With strengths in voice recognition tech, Hefei, Anhui province-based iFlytek launched Alpha Egg, its latest educational robot, in September 2018. Alpha Egg helps parents by accompanying their children.

A child programs with a PC keyboard. More and more Chinese parents hope to improve their children's brain power with the help of intelligent products. [Photo by Yu Min / for China Daily]

Hangzhou, Zhejiang province-based Cheng Quping, 43, father of two children, paid 2,900 yuan for the intelligent small-sized robot.

The doll-like robot can talk, tell stories and even run after his kids. When Cheng is away on business trips, he can view and chat with kids through the robot.

"Such robots play a key role in accompanying children. Especially for us parents who are really busy with our work, it's very helpful," said Cheng.

So impressed is Cheng with the little robot that he and his wife have set up a retail store for the product.

The birth of their second child two years ago turned out to be a turning point. All the kids-related tasks suddenly seem to have doubled for the parents.

"Now, when we help one child take a bath, the other baby sits quietly beside the robot and plays with it. What a relief!"

Guo Jia, founder and CEO of Turing, which mainly helps companies to develop robots, told a news outlet that compared with traditional robots, the latest products do much more than merely chat or answer simple questions.

When Turing designs a robot, it tries to ensure that the user can build some sort of relationship with the product. To illustrate this point, Guo has a dialogue with a robot.

"Sing a song," Guo commanded. The intelligent, almost intuitive robot retorted: "How did you know that I was about to sing?"

This kind of conversation lifts the interactivity element to a whole new level, he said. New-age robots display "moods", thus endearing themselves to the users (children) and extending stickiness-or the overall time spent by children with the smart toys.

In addition to robots, wearable devices like kids digital wrist watches are popular among parents in China. International Data Corp said there are at least 500 smart kids watch firms now in the country.

Hefei, Anhui province-based Ji Jing, 30, mother of Anchor Chang, 9, a second-grade student, bought a 700-yuan smart watch for him as he told her all his classmates wear similar intelligent watches, which do much more than display time.

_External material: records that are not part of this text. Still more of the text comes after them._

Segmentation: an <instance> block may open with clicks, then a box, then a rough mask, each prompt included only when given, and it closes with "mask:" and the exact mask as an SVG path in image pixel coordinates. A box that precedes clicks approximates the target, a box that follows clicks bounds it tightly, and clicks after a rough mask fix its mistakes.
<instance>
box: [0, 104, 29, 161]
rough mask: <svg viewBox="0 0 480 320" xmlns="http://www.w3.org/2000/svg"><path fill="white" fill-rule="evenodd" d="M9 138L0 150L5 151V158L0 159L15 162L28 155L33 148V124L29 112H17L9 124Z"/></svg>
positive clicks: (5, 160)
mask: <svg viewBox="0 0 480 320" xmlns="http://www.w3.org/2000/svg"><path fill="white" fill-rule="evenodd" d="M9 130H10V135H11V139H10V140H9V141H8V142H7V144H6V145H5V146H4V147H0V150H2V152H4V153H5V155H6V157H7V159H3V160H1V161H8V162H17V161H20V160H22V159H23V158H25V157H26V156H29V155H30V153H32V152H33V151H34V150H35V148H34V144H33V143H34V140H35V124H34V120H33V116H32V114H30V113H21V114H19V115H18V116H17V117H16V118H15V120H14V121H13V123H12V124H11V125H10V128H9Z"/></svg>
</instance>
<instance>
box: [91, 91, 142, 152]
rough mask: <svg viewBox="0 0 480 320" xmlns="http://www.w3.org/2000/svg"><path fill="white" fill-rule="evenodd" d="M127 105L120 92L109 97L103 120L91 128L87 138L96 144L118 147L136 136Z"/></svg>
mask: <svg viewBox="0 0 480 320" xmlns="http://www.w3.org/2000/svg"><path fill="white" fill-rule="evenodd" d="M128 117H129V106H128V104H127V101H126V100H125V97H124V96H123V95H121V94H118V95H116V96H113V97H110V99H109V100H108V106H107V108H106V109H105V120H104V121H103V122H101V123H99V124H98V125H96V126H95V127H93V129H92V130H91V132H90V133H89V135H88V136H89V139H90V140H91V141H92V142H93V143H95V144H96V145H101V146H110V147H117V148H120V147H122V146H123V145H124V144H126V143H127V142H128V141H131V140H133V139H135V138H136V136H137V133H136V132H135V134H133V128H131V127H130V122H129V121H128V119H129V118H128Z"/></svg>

"Unlike robots, smart watches are not expensive and they are worth their price," said Ji. Chang mainly uses his watch to communicate with his classmates and parents using audio and text.

Ji said smart watches are safer than smartphones insofar as protecting children from addictive or harmful content is concerned.

Lyu Senlin, founder and chief researcher at the Learneasy Times Online Education Research Institute, an industry research consultancy, said intelligent hardware such as educational robots has a long way to go in China, in terms of application of advanced technologies such as artificial intelligence.

"With the advancement of technologies, the intelligence level of such robots will be very high in some countries. For example, some robots can even blink their eyes," he said.

Lyu predicted that educational robots and companion robots will still act as digital assistants for a long time to come, and it remains to be seen whether the emerging market will spawn some iconic brands.